Wednesday, June 06, 2018

Meanwhile in LA Land

No, I haven't only just watched the blockbuster Hollywood musical. Saw that ages ago. Got to keep the wife happy with an occasional chick-flick. This is about education policy. You'll get no singing and dancing here. Anyway, that's La La Land. 

'You know what's wrong with schools?' asked Michael Gove, when he was Education Secretary, 'Local Authorities that's what. Schools need to be set free from the dead hand of council bureaucrats. Give 'em autonomy.' Yes, autonomy. Good schools could opt for it. Not so good schools would have it imposed on them by being taken over. Academisation was seen as a panacea for all educational ills. 

But, somewhat inconveniently, there is little evidence that already good schools were made any better by becoming academies. Even less that forced academisation was a force for good. For a panicky moment a couple of years back, it seemed like we were all going to have to embrace academised autonomy. Not singly, but in Multi Academy Trusts. Thankfully the Educational Excellence Everywhere white paper died the death, and the moment passed. Tidy, that, as while some MATs have done well, more than a few have failed, only to be taken over by other, er, MATs. 

Such has been the impact of the National and Regional School Commissioners who oversee the academy sector, that the DfE has deprived them of some key  powers. Not exactly a vote of confidence. Forced academisation has been dropped. NSC Sir David Carter announced his retirement a couple of weeks before Damian Hinds revealed these measures in a speech to the ASCL Conference. 

Many schools didn't see the advantage in becoming a stand-alone academy when that option was flavour of the month.. Maintained Foundation Schools enjoy a good deal of autonomy in relation to the LA, anyway. Why opt to join a big academy chain, and risk losing what makes your school distinctive? There is often little enthusiasm for forming local Community MATs, either. 

I doubt many LA schools have had to fend off any zombie-fingered interfering jobsworths from the council for a while. If at all. LAs monitor and support their schools, but don't try to run them. It's a myth to say that they do. But why shouldn't schools be held accountable to locally elected representatives?
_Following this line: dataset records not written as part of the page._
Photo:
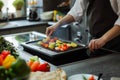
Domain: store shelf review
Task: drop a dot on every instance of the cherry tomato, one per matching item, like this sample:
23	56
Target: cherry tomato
44	67
4	53
34	66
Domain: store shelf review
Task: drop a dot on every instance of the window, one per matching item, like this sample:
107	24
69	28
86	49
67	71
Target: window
11	9
8	4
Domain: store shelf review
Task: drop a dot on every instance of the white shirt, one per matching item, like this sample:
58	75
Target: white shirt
79	7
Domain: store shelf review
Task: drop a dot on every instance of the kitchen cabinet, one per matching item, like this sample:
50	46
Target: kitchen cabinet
23	26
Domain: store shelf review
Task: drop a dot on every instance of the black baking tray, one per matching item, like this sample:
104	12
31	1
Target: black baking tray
54	57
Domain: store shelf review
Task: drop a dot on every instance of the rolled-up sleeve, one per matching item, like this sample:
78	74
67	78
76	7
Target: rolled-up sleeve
77	10
116	7
118	13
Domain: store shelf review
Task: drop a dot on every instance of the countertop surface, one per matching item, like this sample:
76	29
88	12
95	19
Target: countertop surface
20	23
108	64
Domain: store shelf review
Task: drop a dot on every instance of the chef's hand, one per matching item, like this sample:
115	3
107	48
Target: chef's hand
96	44
50	30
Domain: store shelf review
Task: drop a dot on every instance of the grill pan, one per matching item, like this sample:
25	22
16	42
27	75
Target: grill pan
54	57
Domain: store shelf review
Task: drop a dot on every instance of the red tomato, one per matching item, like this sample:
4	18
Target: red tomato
44	67
34	66
4	53
65	48
91	78
46	45
29	63
55	38
52	40
1	60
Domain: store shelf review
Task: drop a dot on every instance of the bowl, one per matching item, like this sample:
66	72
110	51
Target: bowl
46	15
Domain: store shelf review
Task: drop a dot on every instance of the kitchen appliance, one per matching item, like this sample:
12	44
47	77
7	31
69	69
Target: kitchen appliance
55	57
33	14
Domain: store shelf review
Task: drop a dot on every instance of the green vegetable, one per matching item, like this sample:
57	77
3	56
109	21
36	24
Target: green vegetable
84	78
18	4
20	68
1	4
34	58
6	45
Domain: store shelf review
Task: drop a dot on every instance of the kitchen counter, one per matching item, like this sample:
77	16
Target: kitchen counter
108	64
22	26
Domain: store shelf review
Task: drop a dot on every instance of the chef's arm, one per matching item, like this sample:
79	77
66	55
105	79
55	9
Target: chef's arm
112	33
109	35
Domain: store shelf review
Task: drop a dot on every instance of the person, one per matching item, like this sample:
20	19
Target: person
103	18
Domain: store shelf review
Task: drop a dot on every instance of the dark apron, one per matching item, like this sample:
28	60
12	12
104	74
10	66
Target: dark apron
101	18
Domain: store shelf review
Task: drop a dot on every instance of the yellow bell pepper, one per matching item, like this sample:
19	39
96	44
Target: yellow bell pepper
8	61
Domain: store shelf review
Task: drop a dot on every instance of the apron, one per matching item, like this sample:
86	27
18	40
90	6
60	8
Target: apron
101	18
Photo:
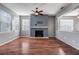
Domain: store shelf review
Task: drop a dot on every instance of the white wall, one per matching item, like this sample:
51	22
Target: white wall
6	37
51	26
70	38
26	32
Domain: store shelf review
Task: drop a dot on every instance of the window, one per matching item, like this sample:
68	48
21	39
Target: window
5	21
66	25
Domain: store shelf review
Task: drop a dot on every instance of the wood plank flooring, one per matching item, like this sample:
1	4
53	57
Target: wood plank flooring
33	46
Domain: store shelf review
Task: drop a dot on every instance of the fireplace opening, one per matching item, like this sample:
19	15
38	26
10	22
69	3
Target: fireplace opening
39	33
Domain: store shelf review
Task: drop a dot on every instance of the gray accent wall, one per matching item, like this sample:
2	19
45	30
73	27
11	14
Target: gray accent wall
38	22
45	31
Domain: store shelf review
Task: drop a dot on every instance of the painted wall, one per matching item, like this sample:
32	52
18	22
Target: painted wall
70	38
43	19
39	21
51	26
25	32
45	31
6	37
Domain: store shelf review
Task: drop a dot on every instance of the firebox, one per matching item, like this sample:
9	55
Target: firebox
38	33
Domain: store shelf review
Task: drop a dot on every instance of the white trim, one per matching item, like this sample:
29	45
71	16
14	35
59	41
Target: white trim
8	41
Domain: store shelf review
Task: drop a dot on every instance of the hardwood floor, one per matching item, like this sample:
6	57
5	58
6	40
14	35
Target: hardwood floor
32	46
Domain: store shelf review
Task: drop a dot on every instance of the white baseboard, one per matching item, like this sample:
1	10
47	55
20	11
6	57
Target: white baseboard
8	41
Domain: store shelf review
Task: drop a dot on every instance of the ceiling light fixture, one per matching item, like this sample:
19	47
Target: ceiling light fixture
38	12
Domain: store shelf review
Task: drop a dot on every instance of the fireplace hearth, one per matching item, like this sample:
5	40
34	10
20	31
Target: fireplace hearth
39	33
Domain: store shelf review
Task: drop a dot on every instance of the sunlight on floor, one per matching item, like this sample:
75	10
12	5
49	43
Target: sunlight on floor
61	52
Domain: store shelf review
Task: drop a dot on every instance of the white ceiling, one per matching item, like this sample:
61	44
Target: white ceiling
26	8
73	13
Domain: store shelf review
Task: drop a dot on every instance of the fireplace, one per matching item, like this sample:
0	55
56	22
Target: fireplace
38	33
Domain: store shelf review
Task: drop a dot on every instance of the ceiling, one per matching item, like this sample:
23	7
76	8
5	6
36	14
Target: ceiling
26	8
73	13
Not so long ago it was in doubt whether LAs had a future at all in the world of education. But the DfE has signaled that statutory responsibility for improving outcomes in all schools and academies continues to rest with Local Authorities. LAs also remain responsible for safeguarding and provide valuable services such as payroll, HR and governor services.

In the maintained sector, governors are still governing their schools, not simply doing a bit of stakeholder engagement on behalf of a MAT board. Their Headteachers are busy making the board's vision for the school a reality, not having to look over his or her shoulder to see what a richly enumerated CEO wants them to do. 

The point about governors still governing in maintained schools (and stand alone academies) is worth reiterating. In MATs all powers of governance rest with the overarching board of trustees. Individual schools may have what is sometimes called 'Local Governing Boards', but they don't actually have any powers of governance. Whatever low level decision-making is delegated to LGBs by the MAT board may also be unilaterally withdrawn. As may their right to exist at all. Remember that, if your school is currently being courted by a MAT. Joining could be the last big strategic decision you make. 

A recent report by the London School of Economics revealed that LA schools have more freedom than academies. So much for autonomy. With apologies to Rousseau, "Schools were born free, but in MATs they are in chains". 

I'll admit that one advantage of MATs is collaboration across schools, but a joint effort to raise standards is not the preserve of Multi Academy Trusts. Collaboration in local clusters could be better, but it is happening and outcomes are improving. Around here, anyway. In the LA secondary school where I serve as a governor, our Progress 8 score is in the top 5% when 'contextual value added' factors are taken into account. 

We now have what is called a 'mixed educational ecosystem'. Around 70% of secondaries are academies, with 30% LA maintained, and the other way around for the primary sector. Academy oversight isn't going too well and the LAs ability to support their schools is hampered by budget cuts. 
The big idea now is developing school-led systems in which schools in the maintained and academy sectors support each other to ensure all pupils achieve well. New county-wide bodies are being set up to oversee the system. The Wiltshire Education Standards Board is due to be launched soon, with a view to starting work in September. Let's hope these boards can help bring some coherence to a badly fragmented educational system. 
I shudder to think how much taxpayers' money has been spent on removing schools from LAs and making them into academies. Or the funds used on new Free Schools, some which have failed miserably. Look at this example of £9m down the drain. Countless millions of pounds could have been better spent on increasing teacher pay, maintaining a broad curriculum, improving crumbling school buildings, etc.  Thankfully, the emphasis these days is on raising standards, not changing the status of schools, or fiddling around with the structures in which they sit.
Meanwhile in LA Land... 

Let's just say, some of us are in no great rush to leave. We have nothing to lose but our freedom.